FedEx tumbled 8.6 percent to $66.29. The company, which ships more packages by air than rival United Parcel Service Inc., has seen volume growth slow as demand for express shipments stagnates amid a weakening economic recovery. FedEx also has been spending more on jet fuel, whose average cost jumped about 48 percent in the period. The company typically has a two-month delay in recovering fuel costs through surcharges.

Banks Tumble
The KBW Bank Index slumped 2.5 percent. Bank of America Corp. (BAC) decreased 3.5 percent to $6.16. JPMorgan Chase & Co. (JPM) slid 3.3 percent to $29.34.
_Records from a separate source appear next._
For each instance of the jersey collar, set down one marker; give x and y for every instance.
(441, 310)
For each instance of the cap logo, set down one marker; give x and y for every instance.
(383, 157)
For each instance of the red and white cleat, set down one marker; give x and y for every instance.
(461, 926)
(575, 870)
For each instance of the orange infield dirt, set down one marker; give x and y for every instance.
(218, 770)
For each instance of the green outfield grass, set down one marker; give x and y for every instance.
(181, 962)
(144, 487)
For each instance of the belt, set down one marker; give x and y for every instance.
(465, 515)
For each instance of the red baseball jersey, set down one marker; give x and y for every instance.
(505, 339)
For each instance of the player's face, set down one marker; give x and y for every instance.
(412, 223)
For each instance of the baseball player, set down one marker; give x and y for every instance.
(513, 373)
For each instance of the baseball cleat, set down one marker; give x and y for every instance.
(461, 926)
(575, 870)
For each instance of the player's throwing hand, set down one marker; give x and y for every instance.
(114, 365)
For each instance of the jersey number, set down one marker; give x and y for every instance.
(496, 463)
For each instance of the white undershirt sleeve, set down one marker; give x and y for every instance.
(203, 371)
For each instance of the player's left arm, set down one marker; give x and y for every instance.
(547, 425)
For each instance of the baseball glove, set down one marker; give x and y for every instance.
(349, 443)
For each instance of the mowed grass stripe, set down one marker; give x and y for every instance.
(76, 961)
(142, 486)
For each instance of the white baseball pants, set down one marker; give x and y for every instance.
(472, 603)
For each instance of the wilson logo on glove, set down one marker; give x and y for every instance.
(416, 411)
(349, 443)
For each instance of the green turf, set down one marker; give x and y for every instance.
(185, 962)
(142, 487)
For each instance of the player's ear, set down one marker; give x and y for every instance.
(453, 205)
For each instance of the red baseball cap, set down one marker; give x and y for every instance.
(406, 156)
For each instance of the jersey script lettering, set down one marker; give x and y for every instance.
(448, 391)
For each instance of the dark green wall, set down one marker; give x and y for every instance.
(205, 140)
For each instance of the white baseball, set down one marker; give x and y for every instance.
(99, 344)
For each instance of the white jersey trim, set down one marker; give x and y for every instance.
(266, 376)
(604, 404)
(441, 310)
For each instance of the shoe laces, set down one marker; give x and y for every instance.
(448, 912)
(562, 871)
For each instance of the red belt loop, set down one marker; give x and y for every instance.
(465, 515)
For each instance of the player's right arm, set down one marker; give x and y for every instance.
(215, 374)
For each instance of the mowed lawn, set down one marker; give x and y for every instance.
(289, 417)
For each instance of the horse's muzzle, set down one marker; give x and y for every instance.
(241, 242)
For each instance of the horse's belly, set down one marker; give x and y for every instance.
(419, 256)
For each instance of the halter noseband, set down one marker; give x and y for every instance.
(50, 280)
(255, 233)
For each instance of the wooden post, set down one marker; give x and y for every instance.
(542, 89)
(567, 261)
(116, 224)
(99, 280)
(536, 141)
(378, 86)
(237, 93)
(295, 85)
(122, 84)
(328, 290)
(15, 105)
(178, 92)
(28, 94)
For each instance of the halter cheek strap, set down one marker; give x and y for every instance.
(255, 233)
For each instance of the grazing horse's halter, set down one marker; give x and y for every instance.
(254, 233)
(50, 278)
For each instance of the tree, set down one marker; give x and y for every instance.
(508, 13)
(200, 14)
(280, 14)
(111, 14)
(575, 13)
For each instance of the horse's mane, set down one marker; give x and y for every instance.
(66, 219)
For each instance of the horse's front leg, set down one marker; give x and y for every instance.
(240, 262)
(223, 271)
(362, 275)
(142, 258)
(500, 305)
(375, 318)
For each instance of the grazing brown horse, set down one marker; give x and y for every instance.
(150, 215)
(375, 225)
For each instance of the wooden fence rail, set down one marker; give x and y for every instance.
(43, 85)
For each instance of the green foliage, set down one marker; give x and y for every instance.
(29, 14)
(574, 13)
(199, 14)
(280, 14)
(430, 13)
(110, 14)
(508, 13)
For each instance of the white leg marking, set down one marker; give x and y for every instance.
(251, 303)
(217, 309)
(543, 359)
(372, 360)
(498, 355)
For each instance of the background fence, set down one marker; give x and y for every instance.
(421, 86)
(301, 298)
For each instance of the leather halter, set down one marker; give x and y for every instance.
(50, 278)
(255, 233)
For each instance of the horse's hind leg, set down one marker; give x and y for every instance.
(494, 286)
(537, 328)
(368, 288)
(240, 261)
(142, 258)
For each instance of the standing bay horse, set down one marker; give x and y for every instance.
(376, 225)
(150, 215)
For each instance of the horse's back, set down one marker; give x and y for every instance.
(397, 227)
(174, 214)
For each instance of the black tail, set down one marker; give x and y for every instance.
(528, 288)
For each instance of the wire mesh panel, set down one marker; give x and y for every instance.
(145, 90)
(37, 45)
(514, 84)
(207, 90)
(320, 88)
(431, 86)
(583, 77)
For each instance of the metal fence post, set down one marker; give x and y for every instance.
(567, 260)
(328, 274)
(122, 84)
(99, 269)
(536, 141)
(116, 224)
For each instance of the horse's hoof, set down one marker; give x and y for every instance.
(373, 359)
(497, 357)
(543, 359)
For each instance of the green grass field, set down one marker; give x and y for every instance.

The ratio between indexes tracking utility and transportation stocks climbed to a two-year high, a signal the retreat in U.S. equities may not be over, said David A. Rosenberg of Gluskin Sheff & Associates Inc.

The Dow Jones Utilities Average advanced to 0.10 times the level of the Dow Jones Transportation Average, a multiple last seen on Sept. 2, 2009, according to Bloomberg data. The ratio reached the same level as it was in August 2007, Gluskin Sheff data show, amid outperformance by “recession proof” utilities over “economically sensitive” transports. That time, the Standard & Poor’s 500 Index peaked at an all-time high two months later.

“It’s characteristic of a bear market,” Rosenberg, Gluskin Sheff’s Toronto-based chief economist and strategist, said in a telephone interview yesterday. The stock market “is catching up with what the bond market has been saying for some time now -- that is, we’re heading toward an economic downturn.”